I started drafting type definitions that could be used to describe structured documents, which is how I’ve so far used Y.js in all of my use cases. The key change to current Y.js types is that Y.Map would be defined in terms of a structure instead of a string-to-value map. So for instance, your structure could be
interface Item {
id: number;
title: string;
description?: string | undefined
tasks: Y.Array<string>
}
You could then use a Y.Map<Item>
to provide a typesafe interface to this data. This interface would not allow you to access non-existing fields, or for instance, or delete non-optional fields.
For simple key-value maps, you could now use the type Y.Map<Record<string, Item>>
. I see that this would be a breaking change to TypeScript users which is why I’d like to gauge how that would be received.
My initial draft (a separate TypeScript codebase that just introduces new types on top of existing Y.js implementation) is here y-typed/src/hello.ts at master · raimohanska/y-typed · GitHub. I might next see if I can come up with a Pull Request that introduces new typings for at least Y.Map and possibly Y.Doc. But only if you think this is worthwhile and could be on the roadmap for Y.js
What do you think folks?
You should check the Discord channel. But personally, I wouldn’t trust user-defined types and always use a validation library eg zod as the access layer. It’s too easy to break the types and then your whole doc would fail.
Could you elaborate on “eg zod as the access layer”? Are you suggesting a Zod-based, typed layer built on top of the Y.Doc, and accessing data only through this layer?
I can see that being a possibility, but then again, I also find the Y.js API to be pretty nice itself - just in need of a bit better types.
And I’m only suggesting adding this improved typing to Y.js, and essentially keeping everything else the same. Only breaking change would be on the type level. So for instance if you had a Y.Map<number>
you’d now change it to Y.Map<Record<string, number>>
.
Coming back to Zod and ensuring document integrity, I agree that just defining better types doesn’t guarantee integrity by itself.

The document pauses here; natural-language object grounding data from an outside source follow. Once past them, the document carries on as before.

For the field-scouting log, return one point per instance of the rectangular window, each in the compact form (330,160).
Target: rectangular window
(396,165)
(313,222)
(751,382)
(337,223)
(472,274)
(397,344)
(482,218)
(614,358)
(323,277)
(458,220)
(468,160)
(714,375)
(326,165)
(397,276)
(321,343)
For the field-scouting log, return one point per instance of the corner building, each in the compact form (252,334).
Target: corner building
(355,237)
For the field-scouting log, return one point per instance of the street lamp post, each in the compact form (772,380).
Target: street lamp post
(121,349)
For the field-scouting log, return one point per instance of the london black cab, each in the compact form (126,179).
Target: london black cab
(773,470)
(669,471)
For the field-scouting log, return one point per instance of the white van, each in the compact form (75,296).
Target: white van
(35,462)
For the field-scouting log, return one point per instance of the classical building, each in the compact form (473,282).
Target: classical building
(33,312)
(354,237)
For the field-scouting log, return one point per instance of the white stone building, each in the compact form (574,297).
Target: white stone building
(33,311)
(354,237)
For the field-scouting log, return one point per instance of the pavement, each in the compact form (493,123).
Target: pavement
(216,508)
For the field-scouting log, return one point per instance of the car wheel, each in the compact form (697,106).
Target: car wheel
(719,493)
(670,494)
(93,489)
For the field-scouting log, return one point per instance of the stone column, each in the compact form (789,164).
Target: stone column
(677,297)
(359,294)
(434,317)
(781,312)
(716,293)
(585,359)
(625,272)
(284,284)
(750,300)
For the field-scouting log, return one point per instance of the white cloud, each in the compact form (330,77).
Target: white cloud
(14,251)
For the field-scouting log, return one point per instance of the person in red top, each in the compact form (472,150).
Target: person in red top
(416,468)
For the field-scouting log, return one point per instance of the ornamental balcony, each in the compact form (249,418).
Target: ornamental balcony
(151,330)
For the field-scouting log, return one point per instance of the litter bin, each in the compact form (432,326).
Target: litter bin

In fact I have already once built Zod types that are compatible with the “improved typing layer” I introduced in this post. These Zod types can be used to verify the integrity of the whole document, and this can be done, for instance, when saving the document on the server-side.
But yeah, definitely interested in your thoughts and examples of Y.js + Zod working together.
P.s. if you can point me to “the Discord channel”, pls do 
There is discussion on the main channel directly relating to this topic. Here’s a quote from Braden about parsing with zod:
Throw an error if it’s unexpected, or safeparse and try to repair if it’s expected. Usually only happens if a bug has manipulated data in an unexpected way, or a technical user has modified their yjs doc outside the bounds of normal operaations.
I think the crux of it is that you might change a type alongside with logic changes and end up with mismatching versions when syncing or simply typo the types and/or use any types. So instead of just inferring the types from an interface, you’d parse them always on syncing the doc and then migrating/rewriting changes whether they fail. But reading the channel probably will clear this up for you.
Thanks, will look into it.
I’m still convinced that improving the library typings makes sense as well.